Mas até onde vai a estratégia e onde começa a improvisação? A resposta pode ditar os próximos passos de um artista que completa 36 anos em outubro.
O cronograma que não fecha
Em 9 de setembro, Fiuk publicou nas redes sociais que faria uma “parada por tempo indeterminado” após o show de Campinas. A justificativa: seguir um “caminho diferente”. A postagem rendeu cobertura imediata. Nove dias depois, no palco, a narrativa virou: “A banda Hori tá de volta! Esse é o meu lugar”.
O intervalo curto entre o anúncio de fim e a revelação de recomeço levanta dúvidas sobre o planejamento. Especialistas em gestão de carreira apontam que janelas tão estreitas entre “despedida” e “volta” costumam indicar roteiro pré-definido, não decisão de última hora.

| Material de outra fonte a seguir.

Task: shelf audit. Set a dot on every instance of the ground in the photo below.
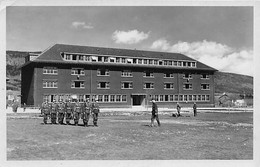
(222, 136)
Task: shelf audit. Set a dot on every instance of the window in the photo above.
(148, 74)
(176, 98)
(77, 71)
(148, 85)
(77, 84)
(160, 97)
(187, 86)
(50, 70)
(187, 76)
(166, 97)
(124, 98)
(171, 98)
(127, 73)
(204, 76)
(118, 98)
(168, 75)
(100, 98)
(127, 85)
(204, 87)
(168, 86)
(106, 98)
(207, 97)
(194, 98)
(50, 84)
(103, 85)
(102, 72)
(185, 97)
(190, 97)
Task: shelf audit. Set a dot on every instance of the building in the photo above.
(117, 77)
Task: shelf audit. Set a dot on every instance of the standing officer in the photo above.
(195, 109)
(77, 111)
(95, 111)
(86, 112)
(154, 114)
(178, 109)
(69, 111)
(61, 111)
(45, 110)
(54, 109)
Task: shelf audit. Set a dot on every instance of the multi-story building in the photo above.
(117, 77)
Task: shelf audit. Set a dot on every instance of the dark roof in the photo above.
(52, 54)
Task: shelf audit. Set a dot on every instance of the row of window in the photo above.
(124, 73)
(124, 85)
(124, 60)
(101, 98)
(169, 98)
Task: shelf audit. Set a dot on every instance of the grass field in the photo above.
(222, 136)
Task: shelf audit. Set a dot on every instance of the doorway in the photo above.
(138, 100)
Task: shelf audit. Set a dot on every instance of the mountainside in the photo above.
(224, 82)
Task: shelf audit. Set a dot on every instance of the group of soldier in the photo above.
(60, 111)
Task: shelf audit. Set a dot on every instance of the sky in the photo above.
(221, 37)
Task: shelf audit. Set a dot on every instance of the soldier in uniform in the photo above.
(69, 111)
(45, 110)
(61, 111)
(95, 111)
(77, 112)
(178, 109)
(54, 109)
(86, 112)
(154, 114)
(195, 109)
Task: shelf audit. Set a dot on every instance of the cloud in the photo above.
(81, 25)
(129, 37)
(216, 55)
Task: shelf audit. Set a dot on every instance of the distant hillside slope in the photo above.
(233, 83)
(224, 82)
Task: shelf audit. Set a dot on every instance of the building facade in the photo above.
(117, 77)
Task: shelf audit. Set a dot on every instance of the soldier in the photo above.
(54, 109)
(154, 114)
(95, 111)
(86, 112)
(69, 111)
(77, 112)
(195, 109)
(45, 110)
(61, 111)
(178, 110)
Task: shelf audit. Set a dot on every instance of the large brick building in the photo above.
(117, 77)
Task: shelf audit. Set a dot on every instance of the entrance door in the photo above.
(138, 100)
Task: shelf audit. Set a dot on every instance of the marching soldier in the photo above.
(154, 114)
(77, 112)
(178, 110)
(95, 111)
(195, 109)
(69, 111)
(54, 109)
(86, 112)
(61, 111)
(45, 110)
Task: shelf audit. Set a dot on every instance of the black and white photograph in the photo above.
(127, 82)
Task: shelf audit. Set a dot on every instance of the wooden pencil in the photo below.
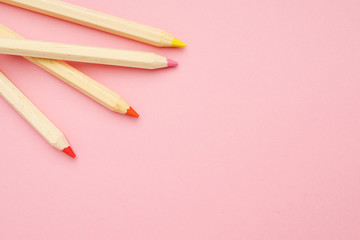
(78, 80)
(61, 51)
(34, 116)
(100, 21)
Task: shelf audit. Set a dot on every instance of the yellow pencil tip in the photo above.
(177, 43)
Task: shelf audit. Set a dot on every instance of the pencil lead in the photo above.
(177, 43)
(69, 152)
(131, 112)
(172, 63)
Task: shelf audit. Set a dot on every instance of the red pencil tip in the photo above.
(131, 112)
(172, 63)
(69, 152)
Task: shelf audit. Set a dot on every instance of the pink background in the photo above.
(254, 136)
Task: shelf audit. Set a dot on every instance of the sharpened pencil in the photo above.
(100, 21)
(78, 80)
(77, 53)
(34, 116)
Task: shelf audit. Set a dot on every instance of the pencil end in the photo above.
(69, 152)
(177, 43)
(172, 63)
(131, 112)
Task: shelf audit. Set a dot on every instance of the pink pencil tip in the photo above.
(69, 152)
(172, 63)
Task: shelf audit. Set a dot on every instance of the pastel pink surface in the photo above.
(255, 135)
(172, 63)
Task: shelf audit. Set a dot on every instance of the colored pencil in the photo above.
(34, 116)
(78, 80)
(60, 51)
(100, 21)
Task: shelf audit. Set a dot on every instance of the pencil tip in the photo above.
(172, 63)
(177, 43)
(69, 152)
(131, 112)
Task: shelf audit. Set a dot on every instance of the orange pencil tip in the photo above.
(131, 112)
(69, 152)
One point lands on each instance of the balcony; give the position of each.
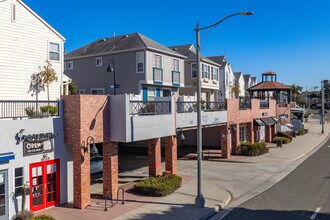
(213, 113)
(28, 109)
(135, 120)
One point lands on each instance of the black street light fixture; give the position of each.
(200, 201)
(112, 68)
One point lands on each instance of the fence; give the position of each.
(150, 107)
(25, 109)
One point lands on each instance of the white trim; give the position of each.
(102, 89)
(100, 63)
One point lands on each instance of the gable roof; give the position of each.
(127, 42)
(189, 51)
(269, 86)
(40, 19)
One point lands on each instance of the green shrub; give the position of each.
(158, 186)
(256, 149)
(43, 217)
(52, 109)
(284, 134)
(23, 215)
(284, 140)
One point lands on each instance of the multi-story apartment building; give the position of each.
(32, 153)
(131, 63)
(209, 74)
(226, 78)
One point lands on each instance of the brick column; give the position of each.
(154, 157)
(171, 155)
(235, 139)
(110, 169)
(225, 142)
(81, 177)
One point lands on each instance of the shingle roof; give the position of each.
(269, 86)
(189, 51)
(134, 41)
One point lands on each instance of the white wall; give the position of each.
(24, 47)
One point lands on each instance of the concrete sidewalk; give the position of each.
(225, 182)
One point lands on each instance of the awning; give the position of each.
(258, 122)
(7, 156)
(268, 121)
(276, 119)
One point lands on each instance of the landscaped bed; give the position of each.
(158, 186)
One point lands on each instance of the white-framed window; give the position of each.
(193, 71)
(206, 71)
(54, 51)
(97, 91)
(98, 61)
(13, 12)
(157, 61)
(242, 132)
(215, 73)
(18, 180)
(70, 65)
(139, 62)
(176, 65)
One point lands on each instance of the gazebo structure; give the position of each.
(270, 88)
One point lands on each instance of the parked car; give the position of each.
(96, 164)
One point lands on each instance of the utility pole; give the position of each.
(322, 107)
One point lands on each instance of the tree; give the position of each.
(48, 76)
(296, 90)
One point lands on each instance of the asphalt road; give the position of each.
(303, 194)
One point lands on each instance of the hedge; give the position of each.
(256, 149)
(284, 140)
(158, 186)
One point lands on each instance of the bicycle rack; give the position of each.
(111, 200)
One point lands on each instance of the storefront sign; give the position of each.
(36, 143)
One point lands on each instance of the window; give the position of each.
(99, 61)
(157, 61)
(13, 12)
(193, 70)
(19, 181)
(206, 71)
(215, 73)
(242, 133)
(70, 65)
(176, 65)
(140, 62)
(54, 51)
(99, 91)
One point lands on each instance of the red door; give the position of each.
(45, 184)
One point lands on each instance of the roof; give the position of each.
(127, 42)
(40, 19)
(269, 86)
(189, 51)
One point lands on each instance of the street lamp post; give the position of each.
(200, 201)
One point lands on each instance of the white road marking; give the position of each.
(315, 213)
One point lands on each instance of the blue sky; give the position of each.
(290, 37)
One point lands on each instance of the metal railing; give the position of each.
(28, 109)
(150, 107)
(264, 104)
(185, 107)
(244, 103)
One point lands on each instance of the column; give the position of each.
(110, 169)
(81, 177)
(171, 155)
(154, 157)
(225, 142)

Público de 67 pessoas: dado ou sintoma?
O número baixo de ingressos vendidos não foi contestado. Para promotores locais, casas com capacidade para centenas de pessoas operando abaixo de 10% sinalizam desgaste de marca — ou falha na divulgação. Veja o que o dado sugere:
- Desgaste real: o público solo não sustenta mais turnês;
- Estratégia de escassez: show “íntimo” para gerar sensação de exclusividade;
- Teste de mercado: medir repercussão do anúncio com custo operacional mínimo.
Independente da leitura, o vazio da plateia contrasta com o volume de cobertura midiática obtido nas 24 horas seguintes.
Por que a Hori agora?
A banda marcou a adolescência de Fiuk e tem apelo nostálgico para uma geração que hoje tem entre 30 e 40 anos — faixa etária com poder de consumo e saudade ativa. Ressuscitar o projeto permite:
- Aproveitar catálogo antigo sem custo de produção novo;
- Dividir responsabilidade criativa com outros integrantes;
- Reposicionar o artista como “vocalista de banda” e não “filho de Fábio Jr. em carreira solo”.

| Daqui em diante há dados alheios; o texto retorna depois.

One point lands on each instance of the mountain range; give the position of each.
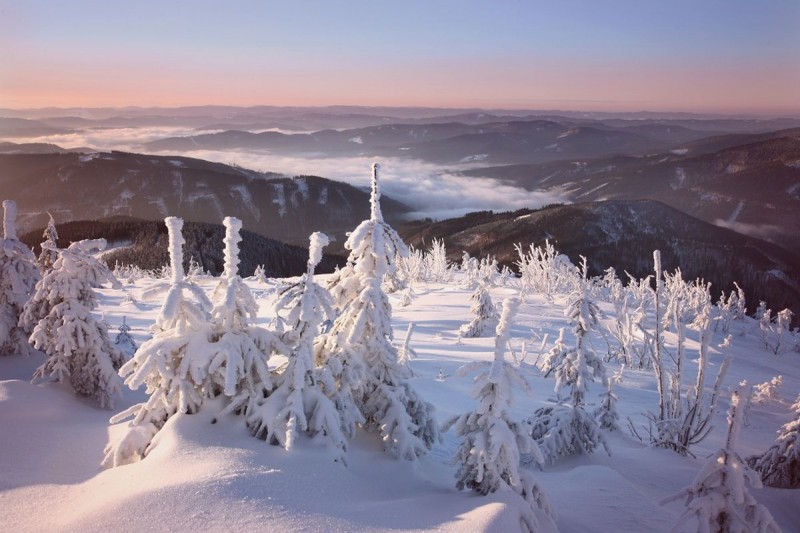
(74, 186)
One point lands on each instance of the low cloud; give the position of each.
(429, 189)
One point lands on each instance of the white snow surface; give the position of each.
(216, 477)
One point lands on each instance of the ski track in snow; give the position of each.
(216, 477)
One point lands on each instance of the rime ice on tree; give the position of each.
(372, 386)
(567, 428)
(49, 252)
(489, 456)
(18, 277)
(59, 315)
(173, 364)
(299, 403)
(718, 498)
(779, 466)
(484, 313)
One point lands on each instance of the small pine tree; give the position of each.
(372, 386)
(62, 325)
(18, 278)
(718, 497)
(238, 368)
(484, 314)
(489, 456)
(567, 428)
(124, 341)
(49, 254)
(779, 466)
(173, 364)
(299, 402)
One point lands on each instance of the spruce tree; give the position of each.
(49, 254)
(483, 311)
(489, 455)
(372, 386)
(18, 278)
(299, 403)
(60, 318)
(718, 498)
(779, 466)
(567, 429)
(173, 365)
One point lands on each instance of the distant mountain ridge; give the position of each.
(752, 187)
(144, 244)
(94, 186)
(623, 234)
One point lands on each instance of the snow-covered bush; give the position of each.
(779, 466)
(489, 456)
(18, 277)
(774, 330)
(372, 386)
(768, 391)
(124, 341)
(684, 415)
(59, 316)
(173, 365)
(719, 499)
(299, 402)
(484, 314)
(238, 368)
(566, 428)
(49, 254)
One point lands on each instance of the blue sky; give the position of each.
(729, 56)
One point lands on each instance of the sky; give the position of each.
(717, 56)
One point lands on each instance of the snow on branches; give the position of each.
(718, 498)
(779, 466)
(18, 277)
(489, 456)
(566, 428)
(371, 385)
(299, 402)
(59, 316)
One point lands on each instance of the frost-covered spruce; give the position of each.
(124, 341)
(489, 456)
(60, 317)
(173, 365)
(18, 277)
(299, 403)
(567, 429)
(718, 499)
(483, 312)
(779, 466)
(372, 386)
(238, 368)
(49, 254)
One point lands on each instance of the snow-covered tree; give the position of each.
(299, 403)
(489, 456)
(238, 368)
(719, 499)
(124, 341)
(173, 365)
(60, 318)
(18, 277)
(484, 314)
(779, 466)
(566, 428)
(49, 254)
(372, 386)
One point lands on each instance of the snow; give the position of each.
(216, 477)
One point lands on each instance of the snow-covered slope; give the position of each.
(216, 477)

Mas o movimento carrega risco: se a reunião for percebida como caça-cliques, a credibilidade — já fragilizada — pode sofrer novo golpe.
O que observar daqui pra frente
Três indicadores vão mostrar se a jogada sustentou ou apenas adiou o problema: agenda de shows da Hori nos próximos 90 dias, lançamento de material inédito versus apenas repertório antigo, e engajamento real nas plataformas de streaming — não apenas visualizações de notícias. O marketing chamou a atenção. A música é que vai decidir se ela fica.